Benchmarks
15-eval benchmark (14-parameter CNN search)
All methods get exactly 15 evaluations on the same search space. FashionMNIST, 5 epochs per eval, M1 MacBook.

| Method | Best Loss | Best Acc | LLM Fallbacks |
|---|---|---|---|
| LLM (Claude) | 0.385 | 85.4% | 0/5 |
| Optuna TPE | 0.454 | 82.7% | — |
| Random Search | 0.610 | 76.7% | — |
| LLM (Qwen local) | 0.637 | 75.0% | 2/5 |
Convergence
| Eval | LLM (Claude) | Optuna TPE | Random | LLM (Qwen) |
|---|---|---|---|---|
| 5 | 0.401 | 0.612 | 0.655 | 0.748 |
| 10 | 0.399 | 0.454 | 0.655 | 0.637 |
| 15 | 0.385 | 0.454 | 0.610 | 0.637 |
Claude was ahead of Optuna from eval 5 onward — it started with good architectural priors (residual connections, AdamW, reasonable LR) instead of discovering them through trial and error.

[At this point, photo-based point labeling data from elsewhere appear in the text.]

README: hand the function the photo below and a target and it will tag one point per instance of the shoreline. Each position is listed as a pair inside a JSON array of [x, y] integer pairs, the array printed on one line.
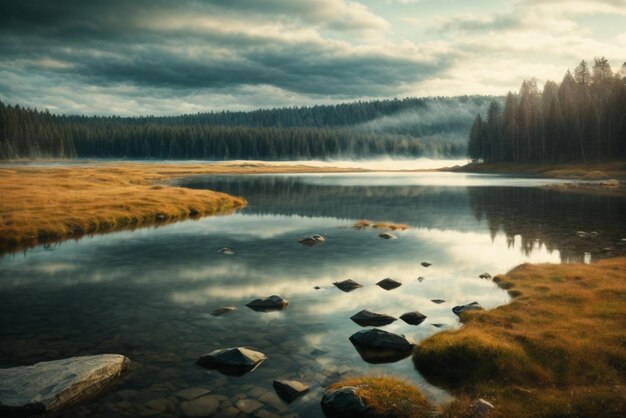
[[556, 349], [556, 346], [44, 204], [48, 204], [573, 171]]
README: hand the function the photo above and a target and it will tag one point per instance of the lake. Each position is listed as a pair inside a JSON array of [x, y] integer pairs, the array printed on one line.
[[148, 293]]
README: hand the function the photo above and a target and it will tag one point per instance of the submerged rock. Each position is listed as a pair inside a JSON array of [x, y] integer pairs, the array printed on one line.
[[312, 240], [235, 361], [270, 303], [611, 183], [201, 407], [474, 306], [290, 390], [343, 403], [348, 285], [366, 318], [413, 318], [389, 284], [51, 385], [224, 310], [378, 346]]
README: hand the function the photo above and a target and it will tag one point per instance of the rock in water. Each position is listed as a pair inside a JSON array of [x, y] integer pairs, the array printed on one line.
[[389, 284], [222, 311], [378, 346], [312, 240], [348, 285], [413, 318], [235, 361], [474, 306], [366, 318], [270, 303], [343, 403], [51, 385], [290, 390]]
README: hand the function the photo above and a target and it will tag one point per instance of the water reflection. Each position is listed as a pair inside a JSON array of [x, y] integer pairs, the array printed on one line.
[[149, 294]]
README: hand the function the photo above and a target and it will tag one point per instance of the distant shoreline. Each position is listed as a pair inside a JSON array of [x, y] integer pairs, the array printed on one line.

All benchmark results used Claude Haiku 4.5 (the smallest, cheapest Claude model for pennies per run). We expect stronger results with Sonnet or Opus, which have better reasoning capabilities for complex search spaces.
What went wrong with the other methods
Optuna TPE — 7 out of 15 evals scored above 1.0 (worse than random chance). With 14 parameters, TPE's surrogate model needs many more samples before it becomes useful. It found one good config at eval 8 but couldn't build on it.
Random search — Actually outperformed Qwen, which says more about Qwen's parse failures than random's quality. Random got lucky with a few configs but has no mechanism to improve.
LLM (Qwen local) — Failed to produce valid JSON on 2 of 5 iterations (40% fallback rate). When it did generate configs, they were reasonable but not as focused as Claude's. The local Qwen backend is experimental — it works for simpler search spaces but struggles with 14-key JSON output.
Why Claude wins on this search space
With 14 parameters including categorical choices (activation, optimizer, pool type, residual on/off), the search space has complex interactions:
- High LR + no batch norm = training instability
- Deep networks + no residual = vanishing gradients
- Dropout + small dataset subset = unnecessary regularization
Claude starts with knowledge of these interactions. Optuna has to discover each one empirically, burning evals on configurations that any ML practitioner would avoid.